- Film poster
- Directed by: Yassmina Karajah
- Written by: Yassmina Karajah
- Produced by: David Findlay
- Starring: Assad al Arid Salam al Marzouqi Hussein al Ahmad
- Cinematography: Blake Davey
- Edited by: Blake Davey Yassmina Karajah
- Distributed by: La Distributrice de Films
- Release date: September 2017 (TIFF);
- Running time: 18 minutes
- Country: Canada
- Languages: Arabic English

= Rupture (2017 film) =

2017 Canadian film

Rupture is a Canadian short drama film, directed by Yassmina Karajah and released in 2017. Acted by a cast of predominantly amateur young actors, the film centres on three teenagers, all of whom are recent refugees from Syria, who are living in Vancouver and walking around town looking for a public swimming pool on a hot summer day.

The film stars Assad al Arid as Salim, Salam al Marzouqi as Leila, and Hussein al Ahmad as Yousef.
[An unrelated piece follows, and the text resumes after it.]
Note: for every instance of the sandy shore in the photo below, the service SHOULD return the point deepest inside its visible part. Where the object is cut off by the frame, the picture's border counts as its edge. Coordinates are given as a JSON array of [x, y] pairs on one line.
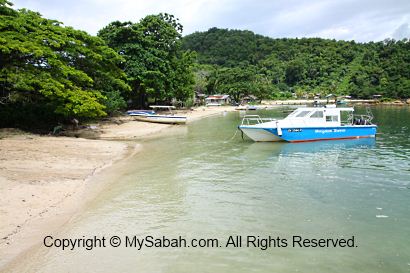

Its cast includes Wazeera al Ahmad, Rania Issa, Mohammad Kallas, Carmen Casanova, Paul Snider, and Tony Giroux.

The film premiered at the 2017 Toronto International Film Festival. It was subsequently screened at the 2017 Vancouver International Film Festival, where it won the award for Best British Columbia Short Film.

The film was named to TIFF's year-end Canada's Top Ten list for short films in 2017.